Collection of Frankie Welch, Peggy Welch Williams, and Genie Welch Leisure

With the success of her Cherokee Alphabet designs, Welch continued to include Native American-inspired elements in her work. By late 1971 she introduced a turtle design based on a piece of pottery found in Arizona. She also often used the turtle design, at least through the mid-1970s, as a logo with her signature. In 1973, Welch launched four additional Native American-inspired scarf designs (Thunderbird, Roadrunner, Basket Weave, and Squash Blossom), as well as new fashions, a line of jewelry, and a book titled Indian Jewelry.

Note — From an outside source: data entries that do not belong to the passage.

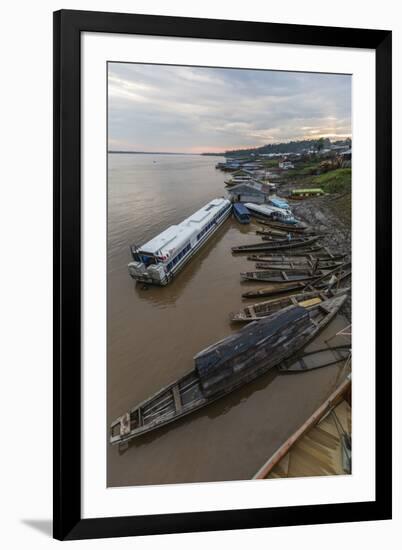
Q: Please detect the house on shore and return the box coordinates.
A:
[228,181,270,204]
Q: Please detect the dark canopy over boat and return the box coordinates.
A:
[110,296,346,445]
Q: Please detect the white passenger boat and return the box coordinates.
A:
[128,199,232,285]
[245,202,297,224]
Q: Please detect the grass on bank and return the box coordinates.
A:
[310,168,352,193]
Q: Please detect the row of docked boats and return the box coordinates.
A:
[110,192,350,446]
[110,294,346,445]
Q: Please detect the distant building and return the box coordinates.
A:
[278,160,294,170]
[228,181,270,204]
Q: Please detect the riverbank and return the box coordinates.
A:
[291,194,352,322]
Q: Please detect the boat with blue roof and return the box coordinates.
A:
[233,202,250,223]
[128,198,232,286]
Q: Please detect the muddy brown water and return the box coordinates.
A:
[107,154,348,487]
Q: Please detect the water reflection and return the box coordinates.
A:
[107,155,350,487]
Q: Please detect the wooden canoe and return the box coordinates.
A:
[229,289,348,323]
[109,296,345,445]
[255,259,343,271]
[240,269,325,283]
[247,253,346,264]
[260,233,321,243]
[242,264,351,298]
[253,374,352,479]
[277,344,351,373]
[255,229,325,239]
[242,281,309,298]
[232,237,320,252]
[258,219,308,233]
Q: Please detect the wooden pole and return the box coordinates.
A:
[253,376,352,479]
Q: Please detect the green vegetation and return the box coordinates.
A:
[225,138,340,157]
[310,168,352,193]
[258,159,279,168]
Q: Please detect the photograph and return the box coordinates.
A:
[105,60,353,487]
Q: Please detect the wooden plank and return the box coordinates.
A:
[253,377,351,479]
[172,386,182,412]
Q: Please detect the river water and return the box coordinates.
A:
[107,154,347,487]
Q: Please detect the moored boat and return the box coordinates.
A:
[247,252,347,263]
[253,373,352,479]
[245,202,298,227]
[277,344,351,373]
[240,269,329,283]
[110,296,345,445]
[242,264,351,298]
[229,289,348,323]
[232,237,319,252]
[258,219,307,233]
[255,259,343,271]
[233,202,250,223]
[128,199,232,286]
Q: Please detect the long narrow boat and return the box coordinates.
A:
[258,219,308,233]
[316,263,352,289]
[110,296,346,445]
[260,233,321,243]
[242,281,309,298]
[260,233,322,242]
[255,258,343,271]
[253,374,352,479]
[247,253,347,264]
[128,198,232,286]
[240,269,325,283]
[232,237,320,252]
[277,344,351,373]
[242,264,351,298]
[229,288,349,323]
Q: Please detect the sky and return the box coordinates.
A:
[108,63,351,153]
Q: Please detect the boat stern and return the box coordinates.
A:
[128,262,168,286]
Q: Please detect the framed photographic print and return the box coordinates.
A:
[54,10,392,539]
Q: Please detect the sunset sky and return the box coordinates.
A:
[108,63,351,153]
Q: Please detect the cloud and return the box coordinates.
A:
[108,63,351,152]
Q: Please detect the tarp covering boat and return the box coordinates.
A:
[194,306,310,396]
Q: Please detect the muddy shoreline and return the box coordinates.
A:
[284,195,352,322]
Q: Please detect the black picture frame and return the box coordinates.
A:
[53,10,392,540]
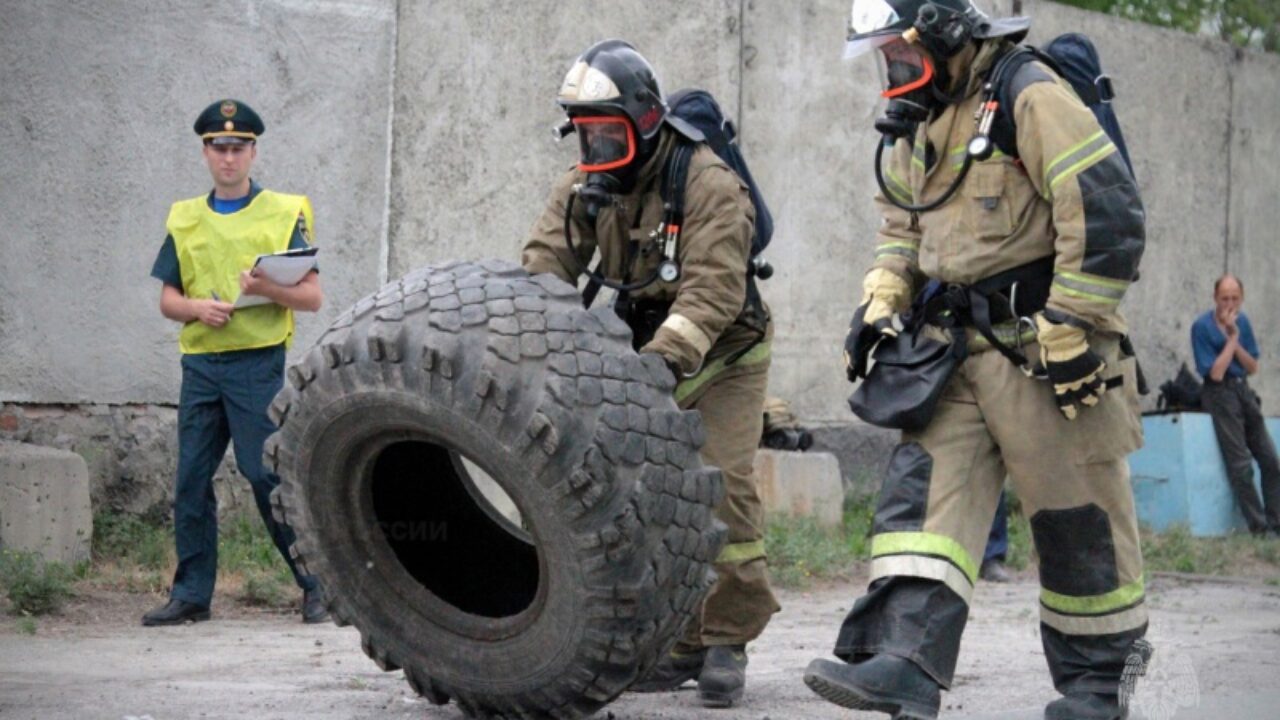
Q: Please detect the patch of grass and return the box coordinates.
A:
[764,497,874,588]
[82,512,293,606]
[1005,489,1036,570]
[0,550,76,615]
[1142,517,1280,577]
[93,512,175,571]
[218,515,294,607]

In the book Welch discussed her experiences with Native American history and objects, gave tips on collecting, explained the meanings of select Native American motifs, and suggested ways to incorporate Native American jewelry into wardrobes and interior settings. A reviewer for Wassaja (a Native American newspaper) stated that Welch’s ideas about wearing Indian jewelry “would not be acceptable to most Indian women (and men)” but acknowledged her appreciation of and respect for Indian jewelry and deemed the book useful for “fashion-conscious [white] people who are learning to admire” and collect Native American jewelry.

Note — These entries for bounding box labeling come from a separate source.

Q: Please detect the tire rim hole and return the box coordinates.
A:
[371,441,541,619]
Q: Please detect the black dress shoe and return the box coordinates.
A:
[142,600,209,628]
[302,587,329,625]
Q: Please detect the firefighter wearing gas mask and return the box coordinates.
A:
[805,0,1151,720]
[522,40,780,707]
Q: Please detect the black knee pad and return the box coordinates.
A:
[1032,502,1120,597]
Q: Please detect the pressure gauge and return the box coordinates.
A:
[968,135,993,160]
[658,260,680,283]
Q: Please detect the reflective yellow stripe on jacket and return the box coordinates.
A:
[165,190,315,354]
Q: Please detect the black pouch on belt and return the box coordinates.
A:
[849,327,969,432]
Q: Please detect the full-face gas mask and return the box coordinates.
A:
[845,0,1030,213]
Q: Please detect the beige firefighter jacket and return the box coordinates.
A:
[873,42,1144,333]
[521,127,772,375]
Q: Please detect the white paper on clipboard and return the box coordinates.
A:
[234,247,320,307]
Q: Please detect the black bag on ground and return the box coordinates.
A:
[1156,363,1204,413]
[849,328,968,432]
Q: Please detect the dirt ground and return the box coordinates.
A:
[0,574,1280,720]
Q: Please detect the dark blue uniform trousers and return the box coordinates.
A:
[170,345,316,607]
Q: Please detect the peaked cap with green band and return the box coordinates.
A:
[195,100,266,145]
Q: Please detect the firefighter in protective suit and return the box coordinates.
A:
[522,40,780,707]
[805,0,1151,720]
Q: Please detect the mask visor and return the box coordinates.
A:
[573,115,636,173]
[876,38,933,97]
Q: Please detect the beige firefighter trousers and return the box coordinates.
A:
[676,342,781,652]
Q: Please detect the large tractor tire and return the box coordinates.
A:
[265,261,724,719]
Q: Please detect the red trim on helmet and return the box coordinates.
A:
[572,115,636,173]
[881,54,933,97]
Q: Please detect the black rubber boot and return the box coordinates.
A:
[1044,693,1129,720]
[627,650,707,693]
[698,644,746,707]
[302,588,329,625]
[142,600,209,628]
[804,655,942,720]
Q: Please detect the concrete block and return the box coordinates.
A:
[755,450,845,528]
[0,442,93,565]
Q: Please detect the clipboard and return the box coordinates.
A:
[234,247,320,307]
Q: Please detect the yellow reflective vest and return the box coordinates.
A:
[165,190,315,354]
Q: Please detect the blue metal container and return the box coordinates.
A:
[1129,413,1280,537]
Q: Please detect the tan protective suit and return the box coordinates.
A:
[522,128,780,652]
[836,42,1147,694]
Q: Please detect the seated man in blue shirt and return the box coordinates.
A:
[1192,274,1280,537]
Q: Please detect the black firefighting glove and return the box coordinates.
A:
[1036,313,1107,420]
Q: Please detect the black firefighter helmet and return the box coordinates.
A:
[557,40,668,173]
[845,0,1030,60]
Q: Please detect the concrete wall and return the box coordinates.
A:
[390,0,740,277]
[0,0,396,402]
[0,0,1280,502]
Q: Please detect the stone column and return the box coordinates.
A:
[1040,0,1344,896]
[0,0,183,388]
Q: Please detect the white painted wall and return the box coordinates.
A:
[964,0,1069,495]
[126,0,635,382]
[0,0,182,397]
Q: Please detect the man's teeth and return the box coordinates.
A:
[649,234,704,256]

Though today Welch’s Native American-inspired designs raise issues of cultural appropriation, a sensitive topic in contemporary fashion, she genuinely considered the designs as Americana and as reflective of her own family’s background. Prominent individuals of Indigenous heritage wore and enjoyed her designs, which increased their legitimacy. Welch’s designs were also in line with trends at the time, fitting a larger vogue for American Indian-inspired fashions in the late 1960s and early 1970s.